Selasa, 09 November 2010

Esai



M E L I S S A*
(Sel-Sel Feminisme pada Gadis Kecil)
Oleh: Adi Winarto
Melissa senang berkaca pada cermin. Suka melihat seksi tubuhnya. Bersih dan mulus seperti embun terpatri matahari. “Aku suka dengan tubuhku. Milik siapa tubuhku ini,” gumamnya. Pertanyaan-pertanyaan itu menindih benaknya. Dan Mellisa mengidamkan seorang pria yang menyintai tubuhnya. Menyayangi tubuh Mellisa yang sintal dan mulus. Saking sintal dan mulusnya, bisa-bisa benda yang tertempel akan tergelincir dan jatuh ke tanah. Lalu tibalah musim panas. Melissa menemukan lelaki yang membimbingnya ke dunia abu-abu. Dunia yang membuat seorang dewasa dipenuhi (m)impi. Dunia penuh tipu muslihat. Melissa bertemu Daniele. Cowok idamannya. Ia mengajak Melissa pada dunia abu-abu. Dunia yang selalu ini diimpikan oleh Melissa. (Bahkan dunia yang diimpikan oleh banyak kalangan saat remaja-dewasa). Daniele pemandu Melissa untuk mengarungi dunia abu-abu itu. Tetapi, setelah Daniele memandunya Melissa baru tahu realitas dunia abu-abu itu. Melissa sadar. Dunia abu-abu itu membingungkan. Sebab abu-abu tercipta dari campuran warna hitam dan putih. Ganjil. Tapi esensial. Semuanya itu bermula dari sikap Daniele.
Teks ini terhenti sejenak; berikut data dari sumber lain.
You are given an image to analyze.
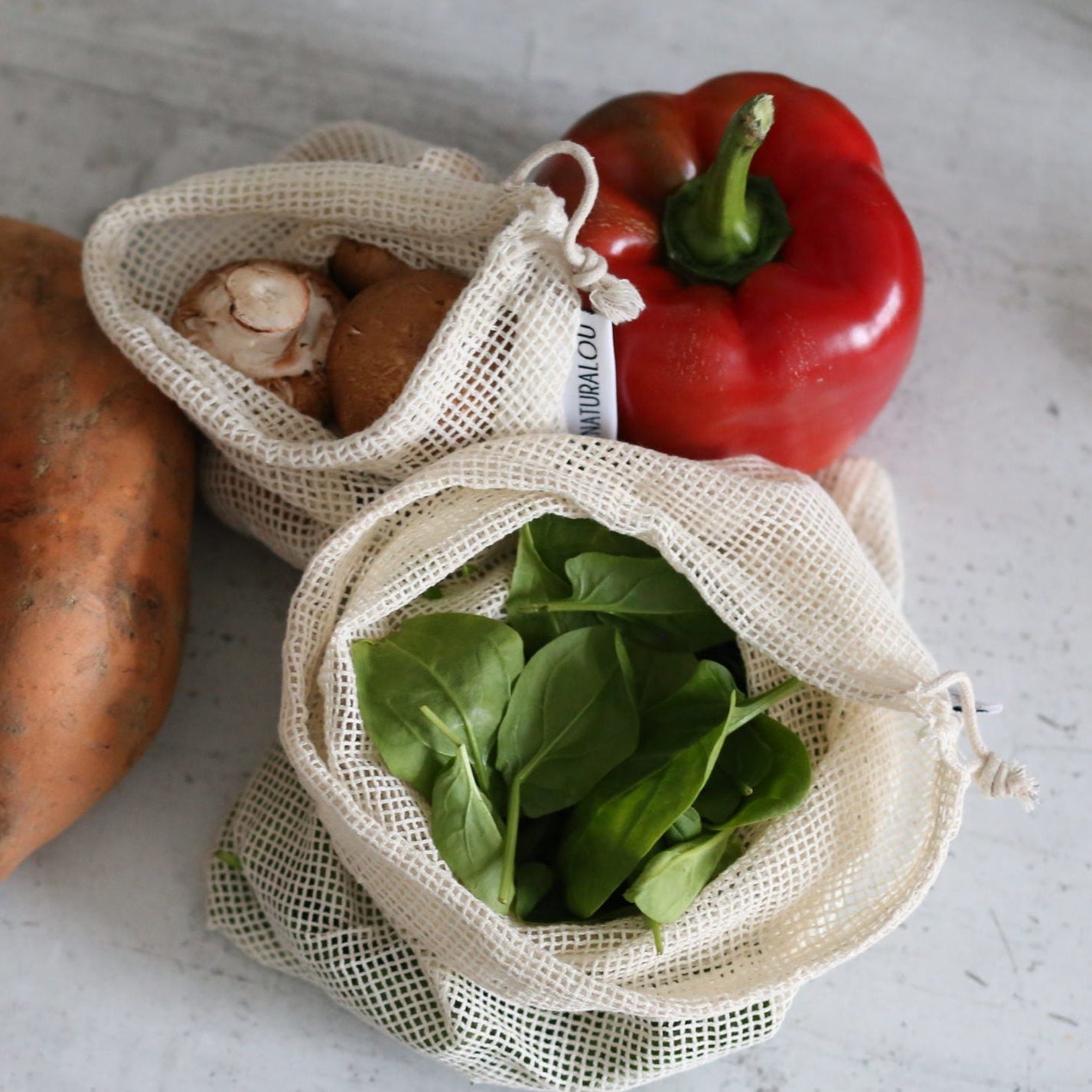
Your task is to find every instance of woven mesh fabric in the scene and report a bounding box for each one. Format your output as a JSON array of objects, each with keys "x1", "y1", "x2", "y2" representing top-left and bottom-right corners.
[
  {"x1": 210, "y1": 435, "x2": 967, "y2": 1089},
  {"x1": 84, "y1": 122, "x2": 594, "y2": 565}
]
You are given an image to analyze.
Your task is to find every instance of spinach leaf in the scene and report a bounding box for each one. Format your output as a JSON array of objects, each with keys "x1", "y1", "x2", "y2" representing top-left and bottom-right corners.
[
  {"x1": 624, "y1": 712, "x2": 811, "y2": 949},
  {"x1": 718, "y1": 714, "x2": 811, "y2": 830},
  {"x1": 701, "y1": 639, "x2": 747, "y2": 693},
  {"x1": 693, "y1": 764, "x2": 744, "y2": 826},
  {"x1": 351, "y1": 614, "x2": 523, "y2": 796},
  {"x1": 504, "y1": 517, "x2": 596, "y2": 657},
  {"x1": 512, "y1": 860, "x2": 553, "y2": 921},
  {"x1": 527, "y1": 512, "x2": 660, "y2": 576},
  {"x1": 624, "y1": 642, "x2": 698, "y2": 710},
  {"x1": 626, "y1": 830, "x2": 742, "y2": 930},
  {"x1": 523, "y1": 553, "x2": 732, "y2": 652},
  {"x1": 558, "y1": 660, "x2": 738, "y2": 918},
  {"x1": 664, "y1": 808, "x2": 701, "y2": 845},
  {"x1": 695, "y1": 718, "x2": 774, "y2": 826},
  {"x1": 430, "y1": 745, "x2": 508, "y2": 913},
  {"x1": 497, "y1": 626, "x2": 637, "y2": 901}
]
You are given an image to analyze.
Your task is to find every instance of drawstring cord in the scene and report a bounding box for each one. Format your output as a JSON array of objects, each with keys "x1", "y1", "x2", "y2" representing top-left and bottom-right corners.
[
  {"x1": 506, "y1": 140, "x2": 644, "y2": 322},
  {"x1": 916, "y1": 672, "x2": 1038, "y2": 811}
]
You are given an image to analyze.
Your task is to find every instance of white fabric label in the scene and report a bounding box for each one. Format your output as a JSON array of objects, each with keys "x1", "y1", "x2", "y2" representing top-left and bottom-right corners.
[{"x1": 563, "y1": 311, "x2": 618, "y2": 440}]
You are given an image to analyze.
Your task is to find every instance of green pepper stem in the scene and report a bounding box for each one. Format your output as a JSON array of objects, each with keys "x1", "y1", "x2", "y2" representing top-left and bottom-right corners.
[
  {"x1": 663, "y1": 95, "x2": 792, "y2": 285},
  {"x1": 690, "y1": 95, "x2": 773, "y2": 261}
]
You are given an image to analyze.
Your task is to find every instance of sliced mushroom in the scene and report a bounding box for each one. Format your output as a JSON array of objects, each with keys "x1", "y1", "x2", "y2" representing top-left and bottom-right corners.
[{"x1": 171, "y1": 260, "x2": 345, "y2": 419}]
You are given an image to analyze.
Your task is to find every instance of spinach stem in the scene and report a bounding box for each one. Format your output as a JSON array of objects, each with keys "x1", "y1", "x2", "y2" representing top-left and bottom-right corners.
[
  {"x1": 644, "y1": 916, "x2": 664, "y2": 956},
  {"x1": 498, "y1": 775, "x2": 520, "y2": 906},
  {"x1": 419, "y1": 706, "x2": 489, "y2": 793},
  {"x1": 733, "y1": 680, "x2": 804, "y2": 729}
]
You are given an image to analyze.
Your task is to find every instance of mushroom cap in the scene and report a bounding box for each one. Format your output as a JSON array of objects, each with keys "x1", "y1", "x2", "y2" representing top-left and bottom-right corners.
[
  {"x1": 327, "y1": 269, "x2": 468, "y2": 435},
  {"x1": 171, "y1": 259, "x2": 345, "y2": 389}
]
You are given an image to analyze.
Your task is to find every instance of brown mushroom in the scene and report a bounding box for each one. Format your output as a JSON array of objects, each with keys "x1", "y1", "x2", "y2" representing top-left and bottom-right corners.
[
  {"x1": 171, "y1": 260, "x2": 345, "y2": 420},
  {"x1": 327, "y1": 269, "x2": 468, "y2": 435},
  {"x1": 330, "y1": 240, "x2": 409, "y2": 298}
]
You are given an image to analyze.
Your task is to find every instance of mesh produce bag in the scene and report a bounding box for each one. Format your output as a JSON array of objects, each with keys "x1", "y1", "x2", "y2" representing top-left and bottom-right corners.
[
  {"x1": 84, "y1": 122, "x2": 640, "y2": 567},
  {"x1": 210, "y1": 435, "x2": 1033, "y2": 1089}
]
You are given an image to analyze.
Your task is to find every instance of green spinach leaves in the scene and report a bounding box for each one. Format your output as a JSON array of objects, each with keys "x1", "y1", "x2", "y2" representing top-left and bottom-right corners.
[{"x1": 353, "y1": 516, "x2": 810, "y2": 947}]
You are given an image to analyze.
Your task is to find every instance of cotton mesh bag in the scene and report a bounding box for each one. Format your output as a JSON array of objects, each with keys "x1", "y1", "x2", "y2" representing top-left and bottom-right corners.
[
  {"x1": 210, "y1": 435, "x2": 1034, "y2": 1090},
  {"x1": 84, "y1": 122, "x2": 640, "y2": 567}
]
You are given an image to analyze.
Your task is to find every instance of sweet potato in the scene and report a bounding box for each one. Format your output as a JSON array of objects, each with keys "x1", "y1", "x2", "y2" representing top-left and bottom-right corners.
[{"x1": 0, "y1": 220, "x2": 194, "y2": 879}]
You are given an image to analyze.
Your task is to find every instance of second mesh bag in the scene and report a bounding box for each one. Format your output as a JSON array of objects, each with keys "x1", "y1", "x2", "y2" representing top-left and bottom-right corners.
[
  {"x1": 205, "y1": 435, "x2": 1030, "y2": 1090},
  {"x1": 84, "y1": 122, "x2": 639, "y2": 567}
]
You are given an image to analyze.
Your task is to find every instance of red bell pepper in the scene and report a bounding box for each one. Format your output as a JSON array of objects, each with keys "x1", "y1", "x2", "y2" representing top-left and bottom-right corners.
[{"x1": 539, "y1": 72, "x2": 921, "y2": 471}]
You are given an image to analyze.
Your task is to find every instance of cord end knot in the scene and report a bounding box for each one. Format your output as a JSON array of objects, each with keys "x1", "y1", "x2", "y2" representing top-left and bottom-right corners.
[
  {"x1": 973, "y1": 751, "x2": 1038, "y2": 811},
  {"x1": 914, "y1": 672, "x2": 1038, "y2": 811}
]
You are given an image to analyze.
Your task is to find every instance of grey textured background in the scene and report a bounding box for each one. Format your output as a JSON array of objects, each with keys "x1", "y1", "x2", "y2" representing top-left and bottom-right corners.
[{"x1": 0, "y1": 0, "x2": 1092, "y2": 1092}]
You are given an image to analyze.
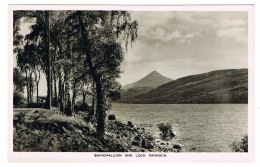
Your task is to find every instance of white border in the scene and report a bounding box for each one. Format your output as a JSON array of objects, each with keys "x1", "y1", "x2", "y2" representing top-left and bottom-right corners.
[
  {"x1": 8, "y1": 5, "x2": 254, "y2": 163},
  {"x1": 0, "y1": 0, "x2": 260, "y2": 167}
]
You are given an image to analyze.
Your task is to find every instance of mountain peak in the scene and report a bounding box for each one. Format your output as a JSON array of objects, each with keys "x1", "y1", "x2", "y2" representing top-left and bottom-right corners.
[
  {"x1": 123, "y1": 70, "x2": 172, "y2": 89},
  {"x1": 148, "y1": 70, "x2": 161, "y2": 75}
]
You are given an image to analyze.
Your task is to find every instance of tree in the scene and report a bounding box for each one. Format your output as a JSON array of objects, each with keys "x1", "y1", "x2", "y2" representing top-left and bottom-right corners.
[
  {"x1": 71, "y1": 11, "x2": 138, "y2": 138},
  {"x1": 13, "y1": 68, "x2": 25, "y2": 107}
]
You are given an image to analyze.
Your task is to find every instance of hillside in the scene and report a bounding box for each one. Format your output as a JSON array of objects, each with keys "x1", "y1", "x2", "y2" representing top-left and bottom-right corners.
[{"x1": 124, "y1": 69, "x2": 248, "y2": 103}]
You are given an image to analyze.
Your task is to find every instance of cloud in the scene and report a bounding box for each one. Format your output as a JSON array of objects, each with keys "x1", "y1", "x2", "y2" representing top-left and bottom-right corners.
[
  {"x1": 220, "y1": 19, "x2": 246, "y2": 28},
  {"x1": 178, "y1": 31, "x2": 201, "y2": 43},
  {"x1": 151, "y1": 27, "x2": 181, "y2": 41},
  {"x1": 217, "y1": 27, "x2": 247, "y2": 43}
]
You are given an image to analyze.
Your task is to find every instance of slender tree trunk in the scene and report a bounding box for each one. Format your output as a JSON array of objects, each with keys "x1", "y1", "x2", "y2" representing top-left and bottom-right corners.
[
  {"x1": 35, "y1": 70, "x2": 41, "y2": 104},
  {"x1": 53, "y1": 72, "x2": 58, "y2": 107},
  {"x1": 71, "y1": 87, "x2": 76, "y2": 112},
  {"x1": 82, "y1": 91, "x2": 87, "y2": 111},
  {"x1": 25, "y1": 70, "x2": 30, "y2": 106},
  {"x1": 96, "y1": 81, "x2": 106, "y2": 138},
  {"x1": 77, "y1": 11, "x2": 105, "y2": 139},
  {"x1": 30, "y1": 72, "x2": 33, "y2": 103},
  {"x1": 59, "y1": 79, "x2": 64, "y2": 113},
  {"x1": 46, "y1": 11, "x2": 52, "y2": 109}
]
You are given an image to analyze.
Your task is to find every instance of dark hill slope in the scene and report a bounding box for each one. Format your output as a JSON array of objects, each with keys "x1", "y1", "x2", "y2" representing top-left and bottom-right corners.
[{"x1": 128, "y1": 69, "x2": 248, "y2": 103}]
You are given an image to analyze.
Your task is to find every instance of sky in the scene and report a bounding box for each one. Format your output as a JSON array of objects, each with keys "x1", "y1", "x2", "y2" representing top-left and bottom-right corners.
[
  {"x1": 119, "y1": 11, "x2": 248, "y2": 85},
  {"x1": 14, "y1": 11, "x2": 248, "y2": 95}
]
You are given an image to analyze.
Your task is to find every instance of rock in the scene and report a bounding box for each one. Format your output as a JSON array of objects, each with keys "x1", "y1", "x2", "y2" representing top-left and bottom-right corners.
[
  {"x1": 60, "y1": 126, "x2": 67, "y2": 133},
  {"x1": 170, "y1": 131, "x2": 176, "y2": 138},
  {"x1": 108, "y1": 114, "x2": 116, "y2": 120},
  {"x1": 142, "y1": 139, "x2": 154, "y2": 149},
  {"x1": 132, "y1": 140, "x2": 141, "y2": 146},
  {"x1": 134, "y1": 136, "x2": 142, "y2": 141},
  {"x1": 127, "y1": 121, "x2": 134, "y2": 128},
  {"x1": 172, "y1": 144, "x2": 183, "y2": 150},
  {"x1": 13, "y1": 117, "x2": 19, "y2": 124}
]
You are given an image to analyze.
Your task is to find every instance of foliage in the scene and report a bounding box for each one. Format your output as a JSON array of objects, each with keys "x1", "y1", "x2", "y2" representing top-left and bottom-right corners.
[
  {"x1": 14, "y1": 10, "x2": 138, "y2": 138},
  {"x1": 13, "y1": 68, "x2": 25, "y2": 107},
  {"x1": 230, "y1": 134, "x2": 248, "y2": 152},
  {"x1": 13, "y1": 91, "x2": 26, "y2": 108},
  {"x1": 157, "y1": 122, "x2": 173, "y2": 139}
]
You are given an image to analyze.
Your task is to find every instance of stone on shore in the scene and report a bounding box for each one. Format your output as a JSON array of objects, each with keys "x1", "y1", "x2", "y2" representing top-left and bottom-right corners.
[{"x1": 108, "y1": 114, "x2": 116, "y2": 120}]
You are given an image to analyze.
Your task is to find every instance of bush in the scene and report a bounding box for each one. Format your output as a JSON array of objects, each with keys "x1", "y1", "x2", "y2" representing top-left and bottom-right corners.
[
  {"x1": 145, "y1": 134, "x2": 154, "y2": 141},
  {"x1": 230, "y1": 134, "x2": 248, "y2": 152},
  {"x1": 74, "y1": 102, "x2": 91, "y2": 111},
  {"x1": 157, "y1": 122, "x2": 174, "y2": 139}
]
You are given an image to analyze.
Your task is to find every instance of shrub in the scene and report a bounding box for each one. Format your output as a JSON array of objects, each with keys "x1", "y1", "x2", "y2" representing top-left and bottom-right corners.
[
  {"x1": 230, "y1": 134, "x2": 248, "y2": 152},
  {"x1": 74, "y1": 102, "x2": 90, "y2": 111},
  {"x1": 145, "y1": 134, "x2": 154, "y2": 141},
  {"x1": 157, "y1": 122, "x2": 174, "y2": 139},
  {"x1": 13, "y1": 91, "x2": 26, "y2": 107}
]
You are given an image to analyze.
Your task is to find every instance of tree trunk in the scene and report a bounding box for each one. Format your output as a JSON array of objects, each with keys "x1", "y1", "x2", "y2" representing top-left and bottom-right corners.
[
  {"x1": 77, "y1": 11, "x2": 105, "y2": 139},
  {"x1": 35, "y1": 70, "x2": 41, "y2": 104},
  {"x1": 71, "y1": 88, "x2": 76, "y2": 113},
  {"x1": 59, "y1": 79, "x2": 64, "y2": 113},
  {"x1": 30, "y1": 72, "x2": 33, "y2": 103},
  {"x1": 96, "y1": 81, "x2": 106, "y2": 138},
  {"x1": 82, "y1": 91, "x2": 87, "y2": 111},
  {"x1": 46, "y1": 11, "x2": 52, "y2": 109},
  {"x1": 53, "y1": 72, "x2": 58, "y2": 107},
  {"x1": 25, "y1": 70, "x2": 30, "y2": 106}
]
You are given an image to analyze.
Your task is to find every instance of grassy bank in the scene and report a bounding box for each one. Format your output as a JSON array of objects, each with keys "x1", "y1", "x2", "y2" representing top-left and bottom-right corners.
[{"x1": 13, "y1": 109, "x2": 182, "y2": 152}]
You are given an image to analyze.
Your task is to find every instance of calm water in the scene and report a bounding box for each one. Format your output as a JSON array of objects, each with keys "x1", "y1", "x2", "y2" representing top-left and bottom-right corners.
[{"x1": 107, "y1": 103, "x2": 248, "y2": 152}]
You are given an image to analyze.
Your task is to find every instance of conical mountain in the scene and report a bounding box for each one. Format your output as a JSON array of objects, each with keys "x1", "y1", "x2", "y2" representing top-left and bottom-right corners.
[{"x1": 122, "y1": 71, "x2": 175, "y2": 90}]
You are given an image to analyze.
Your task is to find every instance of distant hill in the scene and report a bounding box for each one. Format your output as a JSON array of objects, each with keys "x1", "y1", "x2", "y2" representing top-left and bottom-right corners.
[
  {"x1": 122, "y1": 69, "x2": 248, "y2": 104},
  {"x1": 120, "y1": 71, "x2": 172, "y2": 102},
  {"x1": 122, "y1": 71, "x2": 175, "y2": 90}
]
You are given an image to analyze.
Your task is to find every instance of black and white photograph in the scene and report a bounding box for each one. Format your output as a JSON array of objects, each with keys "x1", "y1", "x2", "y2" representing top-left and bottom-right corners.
[{"x1": 10, "y1": 5, "x2": 254, "y2": 162}]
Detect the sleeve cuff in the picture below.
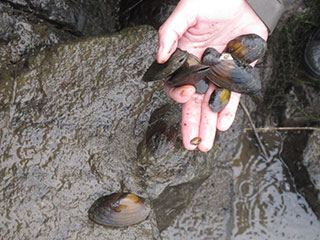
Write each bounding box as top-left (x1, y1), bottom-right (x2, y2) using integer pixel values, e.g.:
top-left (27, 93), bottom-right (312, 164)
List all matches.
top-left (246, 0), bottom-right (285, 34)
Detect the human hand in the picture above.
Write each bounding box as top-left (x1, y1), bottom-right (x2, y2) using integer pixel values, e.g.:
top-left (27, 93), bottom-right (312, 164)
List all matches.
top-left (157, 0), bottom-right (268, 152)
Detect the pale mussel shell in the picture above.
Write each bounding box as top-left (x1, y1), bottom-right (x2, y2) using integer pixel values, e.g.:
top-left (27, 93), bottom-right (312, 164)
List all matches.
top-left (88, 193), bottom-right (150, 227)
top-left (304, 30), bottom-right (320, 79)
top-left (209, 88), bottom-right (231, 112)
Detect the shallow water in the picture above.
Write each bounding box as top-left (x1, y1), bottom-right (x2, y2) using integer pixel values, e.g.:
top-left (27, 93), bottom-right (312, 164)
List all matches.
top-left (232, 132), bottom-right (320, 240)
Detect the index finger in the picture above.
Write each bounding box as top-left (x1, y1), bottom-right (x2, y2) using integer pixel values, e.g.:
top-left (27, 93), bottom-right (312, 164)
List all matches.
top-left (157, 1), bottom-right (196, 63)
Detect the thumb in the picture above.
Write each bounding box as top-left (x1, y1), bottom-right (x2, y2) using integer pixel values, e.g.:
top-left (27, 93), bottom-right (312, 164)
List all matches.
top-left (157, 0), bottom-right (196, 63)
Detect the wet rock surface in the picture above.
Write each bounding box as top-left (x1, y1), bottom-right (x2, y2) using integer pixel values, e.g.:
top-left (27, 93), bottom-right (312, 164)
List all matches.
top-left (0, 0), bottom-right (320, 240)
top-left (0, 26), bottom-right (240, 239)
top-left (1, 24), bottom-right (160, 239)
top-left (303, 132), bottom-right (320, 200)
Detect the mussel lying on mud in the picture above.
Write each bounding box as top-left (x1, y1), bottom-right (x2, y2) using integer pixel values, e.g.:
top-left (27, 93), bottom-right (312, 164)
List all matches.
top-left (88, 193), bottom-right (150, 227)
top-left (142, 34), bottom-right (267, 112)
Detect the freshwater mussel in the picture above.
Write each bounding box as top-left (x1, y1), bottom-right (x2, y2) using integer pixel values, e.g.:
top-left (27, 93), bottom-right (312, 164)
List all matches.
top-left (142, 34), bottom-right (267, 112)
top-left (88, 193), bottom-right (150, 227)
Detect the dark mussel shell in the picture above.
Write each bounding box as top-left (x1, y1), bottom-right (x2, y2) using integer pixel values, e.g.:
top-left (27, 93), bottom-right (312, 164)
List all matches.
top-left (201, 47), bottom-right (221, 66)
top-left (209, 88), bottom-right (231, 112)
top-left (190, 137), bottom-right (202, 145)
top-left (304, 30), bottom-right (320, 79)
top-left (142, 48), bottom-right (209, 87)
top-left (142, 48), bottom-right (189, 82)
top-left (167, 54), bottom-right (209, 87)
top-left (88, 193), bottom-right (150, 227)
top-left (224, 34), bottom-right (267, 64)
top-left (206, 53), bottom-right (261, 94)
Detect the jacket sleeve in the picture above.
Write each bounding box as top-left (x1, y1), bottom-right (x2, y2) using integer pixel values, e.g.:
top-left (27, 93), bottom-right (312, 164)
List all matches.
top-left (247, 0), bottom-right (285, 34)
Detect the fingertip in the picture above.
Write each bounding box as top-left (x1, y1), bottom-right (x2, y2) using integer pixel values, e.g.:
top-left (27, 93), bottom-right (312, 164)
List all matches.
top-left (164, 84), bottom-right (196, 103)
top-left (217, 92), bottom-right (241, 131)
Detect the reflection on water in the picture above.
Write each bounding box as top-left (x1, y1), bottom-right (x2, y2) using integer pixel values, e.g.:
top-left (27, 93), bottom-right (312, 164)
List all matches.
top-left (232, 132), bottom-right (320, 240)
Di sela-sela mereka menjejaki dunianya, Danielle sempat berucap padanya; “kamu idiot dan dungu.” Ia diangggap gadis kecil. Belum cukup umur untuk menjejaki dunia abu-abu. Naif. Ia masih berumur 15 tahun. Ada sesuatu yang menggodam hatinya. Amat sakit. Sesuatu telah menyorek hatinya; sembilu. Bahkan Melissa dibutakan oleh warna abu-abu. Hingga Melissa harus berani dan nekad masuk dunia abu-abu. Bersenggama dengan siapa saja. Terpenting, ia bisa menyabet terminologi ‘dewasa’ dari mulut pria. Malahan Melissa sering menulis dalam diary-nya: ‘mulutku adalah hidupku.’